Mubadalah.id – Perkembangan teknologi digital, khususnya kecerdasan buatan (Artificial Intelligence/AI), dalam beberapa tahun terakhir begitu pesat. AI mampu menghadirkan banyak kemudahan: membantu pekerjaan manusia, mendukung proses pembelajaran, mempercepat riset, hingga menjadi sarana hiburan.
Namun, di balik manfaatnya, AI juga menyimpan sisi gelap yang tidak boleh diabaikan. Ia bisa disalahgunakan untuk tujuan merusak, bahkan menimbulkan korban nyata di dunia nyata.
Kasus terbaru di Kota Cirebon seharusnya menjadi alarm keras bagi kita semua. Melansir dari Radarcirebon.com puluhan siswa dari sekolah favorit di kota tersebut menjadi korban penyalahgunaan teknologi AI.
Tiga remaja diduga menggunakan kecerdasan buatan untuk mengedit foto teman-temannya menjadi bermuatan asusila, kemudian memperjualbelikannya lewat aplikasi Telegram. Ironisnya, keuntungan dari aksi kriminal itu dipakai untuk membiayai judi online.
Tindakan tersebut bukan hanya pelanggaran hukum, tetapi juga kejahatan kemanusiaan. Foto yang dipalsukan dengan muatan asusila meninggalkan luka mendalam bagi para korban, terutama dari sisi psikologis. Mereka trauma, cemas, dan merasa masa depan akademik serta sosialnya bisa hancur.
Menurut kuasa hukum korban seperti dalam wawancara Kompas.com, korban mengalami rasa takut akan stigma sosial yang menyakitkan. Bayangkan, di usia remaja yang seharusnya menjadi fase pertumbuhan dan pembentukan identitas diri, mereka justru harus menanggung beban psikis akibat kejahatan digital.
Dalam kasus ini, sekolah memang telah memberikan pendampingan psikologis. Namun, sanksi terhadap para pelaku hanya berupa surat peringatan, yang oleh banyak pihak menganggapnya terlalu ringan.
Akhirnya, keluarga korban memilih menempuh jalur hukum. Saat ini polisi tengah mengusut kasus tersebut dengan pasal-pasal terkait perlindungan data pribadi dan pornografi digital. Tiga pelaku pun akhirnya mengundurkan diri dari sekolah.
Pelajaran Bagi Kita
Kasus ini mengajarkan kita dua hal penting. Pertama, perkembangan teknologi tanpa dibarengi etika akan menghasilkan kerusakan yang nyata. AI bukan sekadar alat pintar, melainkan pisau bermata dua. Ia bisa dipakai untuk kebaikan, tapi juga bisa dipakai untuk melukai.

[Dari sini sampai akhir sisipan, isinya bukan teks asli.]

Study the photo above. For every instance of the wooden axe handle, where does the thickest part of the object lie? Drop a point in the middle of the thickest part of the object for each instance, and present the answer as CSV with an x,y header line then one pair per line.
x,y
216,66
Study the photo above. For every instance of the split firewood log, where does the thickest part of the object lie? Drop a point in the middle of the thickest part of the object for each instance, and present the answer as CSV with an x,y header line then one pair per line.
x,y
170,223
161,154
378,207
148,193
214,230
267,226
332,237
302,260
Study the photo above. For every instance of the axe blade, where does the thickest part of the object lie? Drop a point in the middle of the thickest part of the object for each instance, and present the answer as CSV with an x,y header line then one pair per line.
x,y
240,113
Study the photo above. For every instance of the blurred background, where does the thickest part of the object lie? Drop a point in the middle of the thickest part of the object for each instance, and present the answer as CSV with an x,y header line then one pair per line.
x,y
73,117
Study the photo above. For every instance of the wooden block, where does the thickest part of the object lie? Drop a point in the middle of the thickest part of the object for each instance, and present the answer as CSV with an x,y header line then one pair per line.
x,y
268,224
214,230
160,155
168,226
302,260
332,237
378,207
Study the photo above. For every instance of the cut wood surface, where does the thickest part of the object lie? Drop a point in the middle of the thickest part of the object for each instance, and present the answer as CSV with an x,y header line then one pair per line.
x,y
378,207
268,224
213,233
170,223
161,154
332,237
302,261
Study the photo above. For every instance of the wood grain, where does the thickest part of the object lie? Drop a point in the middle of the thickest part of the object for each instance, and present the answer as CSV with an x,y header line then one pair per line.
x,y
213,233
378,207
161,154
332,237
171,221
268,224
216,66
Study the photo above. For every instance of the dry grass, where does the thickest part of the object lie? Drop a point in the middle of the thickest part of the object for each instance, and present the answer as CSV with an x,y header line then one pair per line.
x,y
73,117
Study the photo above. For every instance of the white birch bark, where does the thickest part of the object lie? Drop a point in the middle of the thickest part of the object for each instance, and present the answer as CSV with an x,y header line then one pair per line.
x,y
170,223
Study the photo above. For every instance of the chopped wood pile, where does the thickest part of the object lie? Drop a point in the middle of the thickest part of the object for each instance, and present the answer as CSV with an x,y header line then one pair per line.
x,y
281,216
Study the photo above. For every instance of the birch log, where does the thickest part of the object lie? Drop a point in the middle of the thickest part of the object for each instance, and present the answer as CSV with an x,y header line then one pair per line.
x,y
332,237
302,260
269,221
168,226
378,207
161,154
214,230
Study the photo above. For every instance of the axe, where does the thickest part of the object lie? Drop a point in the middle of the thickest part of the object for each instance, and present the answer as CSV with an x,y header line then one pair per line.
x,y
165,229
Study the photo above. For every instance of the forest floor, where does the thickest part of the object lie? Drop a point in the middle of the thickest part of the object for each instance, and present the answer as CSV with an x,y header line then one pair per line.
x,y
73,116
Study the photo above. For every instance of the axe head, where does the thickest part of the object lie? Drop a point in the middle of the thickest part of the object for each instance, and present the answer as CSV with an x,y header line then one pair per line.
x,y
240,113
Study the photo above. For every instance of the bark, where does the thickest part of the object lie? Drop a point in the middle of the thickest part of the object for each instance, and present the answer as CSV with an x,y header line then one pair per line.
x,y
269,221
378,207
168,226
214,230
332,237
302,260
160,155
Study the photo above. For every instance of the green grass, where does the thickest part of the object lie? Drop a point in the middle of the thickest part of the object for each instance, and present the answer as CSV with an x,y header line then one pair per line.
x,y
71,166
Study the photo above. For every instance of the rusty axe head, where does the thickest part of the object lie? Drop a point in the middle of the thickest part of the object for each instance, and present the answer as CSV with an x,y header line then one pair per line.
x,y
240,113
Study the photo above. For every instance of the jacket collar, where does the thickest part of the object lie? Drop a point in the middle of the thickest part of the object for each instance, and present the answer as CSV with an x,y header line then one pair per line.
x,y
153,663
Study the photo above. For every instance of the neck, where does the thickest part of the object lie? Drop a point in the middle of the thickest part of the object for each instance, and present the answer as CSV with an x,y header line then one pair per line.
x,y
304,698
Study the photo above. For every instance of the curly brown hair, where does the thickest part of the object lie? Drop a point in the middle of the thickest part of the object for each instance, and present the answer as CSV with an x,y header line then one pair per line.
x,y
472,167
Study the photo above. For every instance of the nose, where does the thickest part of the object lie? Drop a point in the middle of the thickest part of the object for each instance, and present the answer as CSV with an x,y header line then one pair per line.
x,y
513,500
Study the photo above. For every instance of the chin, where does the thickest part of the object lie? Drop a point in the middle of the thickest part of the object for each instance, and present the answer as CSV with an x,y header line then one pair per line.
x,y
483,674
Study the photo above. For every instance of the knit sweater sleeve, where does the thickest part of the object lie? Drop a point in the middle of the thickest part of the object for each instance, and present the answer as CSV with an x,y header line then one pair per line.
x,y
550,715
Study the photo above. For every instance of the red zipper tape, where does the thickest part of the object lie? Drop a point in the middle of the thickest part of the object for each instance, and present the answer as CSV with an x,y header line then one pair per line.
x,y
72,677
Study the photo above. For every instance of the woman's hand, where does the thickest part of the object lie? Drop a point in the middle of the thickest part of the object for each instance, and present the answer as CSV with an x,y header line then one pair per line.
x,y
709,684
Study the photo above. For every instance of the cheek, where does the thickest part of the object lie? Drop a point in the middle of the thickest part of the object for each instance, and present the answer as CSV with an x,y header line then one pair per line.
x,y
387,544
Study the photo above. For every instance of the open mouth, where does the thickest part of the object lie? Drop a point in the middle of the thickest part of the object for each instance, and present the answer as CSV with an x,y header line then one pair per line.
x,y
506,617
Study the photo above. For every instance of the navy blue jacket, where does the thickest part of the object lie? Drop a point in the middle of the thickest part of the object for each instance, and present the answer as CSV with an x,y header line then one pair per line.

Kedua, sistem pengawasan di lingkungan pendidikan maupun keluarga masih lemah dalam menghadapi tantangan digital. Para remaja ternyata bisa begitu mudah memanfaatkan teknologi canggih, namun tidak memiliki bekal pemahaman moral dan etika digital yang memadai.
Lalu, apa yang bisa kita lakukan?
Pertama, penegakan hukum harus tegas. Kasus ini tidak bisa kita anggap sepele hanya karena pelakunya masih remaja. Efek jera sangat penting agar masyarakat, khususnya generasi muda, sadar bahwa penyalahgunaan teknologi memiliki konsekuensi hukum yang serius.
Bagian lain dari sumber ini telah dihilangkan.